LONDON (Reuters) - Pan-European exchanges group Euronext NV ENX.PA is set to add the Oslo bourse to its portfolio after winning the support of shareholders owning almost half of the Norwegian stock exchange for a 625 million euros ($711 million) bid.
Euronext, which already operates bourses in Paris, Amsterdam, Brussels, Lisbon and Dublin, has offered to buy Oslo Bors for 145 Norwegian crowns ($16.58) per share, a 20.8 percent premium to the Norwegian firm’s last traded price on Friday.
Euronext CEO Stephane Boujnah said the opportunity for a deal emerged about six weeks ago when a group of Oslo Bors shareholders organized an auction for their stake.

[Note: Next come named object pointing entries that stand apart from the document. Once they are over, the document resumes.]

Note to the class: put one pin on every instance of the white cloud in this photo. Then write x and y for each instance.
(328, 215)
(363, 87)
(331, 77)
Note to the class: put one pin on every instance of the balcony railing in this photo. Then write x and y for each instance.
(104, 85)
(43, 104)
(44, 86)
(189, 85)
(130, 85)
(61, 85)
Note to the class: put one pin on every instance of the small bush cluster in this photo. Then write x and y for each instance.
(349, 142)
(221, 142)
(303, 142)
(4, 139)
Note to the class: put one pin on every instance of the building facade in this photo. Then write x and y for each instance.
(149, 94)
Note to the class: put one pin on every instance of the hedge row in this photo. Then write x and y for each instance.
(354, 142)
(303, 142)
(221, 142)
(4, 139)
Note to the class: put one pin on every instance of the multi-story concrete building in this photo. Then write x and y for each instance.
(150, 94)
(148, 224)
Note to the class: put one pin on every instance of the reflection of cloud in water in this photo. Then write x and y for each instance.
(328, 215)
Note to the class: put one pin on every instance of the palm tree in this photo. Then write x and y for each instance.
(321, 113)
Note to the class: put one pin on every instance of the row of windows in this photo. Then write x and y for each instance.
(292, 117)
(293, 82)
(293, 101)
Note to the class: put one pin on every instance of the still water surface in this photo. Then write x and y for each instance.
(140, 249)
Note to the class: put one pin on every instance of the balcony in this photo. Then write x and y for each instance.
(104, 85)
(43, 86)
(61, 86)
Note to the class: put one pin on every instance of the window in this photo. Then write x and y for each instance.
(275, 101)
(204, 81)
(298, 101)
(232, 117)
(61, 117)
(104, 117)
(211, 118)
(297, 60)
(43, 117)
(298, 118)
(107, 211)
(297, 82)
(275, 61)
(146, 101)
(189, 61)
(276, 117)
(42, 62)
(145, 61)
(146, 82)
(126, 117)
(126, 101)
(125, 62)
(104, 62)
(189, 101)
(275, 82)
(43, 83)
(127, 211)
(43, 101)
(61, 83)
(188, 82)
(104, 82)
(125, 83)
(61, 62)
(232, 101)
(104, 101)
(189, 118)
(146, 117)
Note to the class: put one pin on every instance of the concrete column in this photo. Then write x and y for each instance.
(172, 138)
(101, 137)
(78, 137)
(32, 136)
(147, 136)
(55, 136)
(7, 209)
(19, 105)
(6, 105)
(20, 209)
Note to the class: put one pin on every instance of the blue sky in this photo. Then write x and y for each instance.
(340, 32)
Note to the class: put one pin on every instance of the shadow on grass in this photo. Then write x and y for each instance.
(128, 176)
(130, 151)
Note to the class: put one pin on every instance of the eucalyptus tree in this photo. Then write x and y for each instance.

After winning the auction, and with it the support of shareholders representing 49.6 percent of outstanding shares, Euronext approached the board of Oslo Bors VPS to seek their backing for an agreed takeover.
Oslo Bors said its board would give shareholders its view on the offer once it had been presented.
Boujnah said Euronext did not need to raise debt or capital to finance the deal.
“We will not need to go to the market, we will use our cash,” he told Reuters, adding Euronext had long standing contacts and interest in the Oslo exchange, viewing it as a “natural partner”.
Shares in Paris-listed Euronext were down 0.13 percent at 47.38 euros as of 1135 GMT.
While Euronext aims to build a diversified pan-European group of stock markets, opportunities are scarce, either because operators already belong to industry heavyweights such as London Stock Exchange LSE.L and Nasdaq Inc NDAQ.O, or because their shareholders want to remain independent.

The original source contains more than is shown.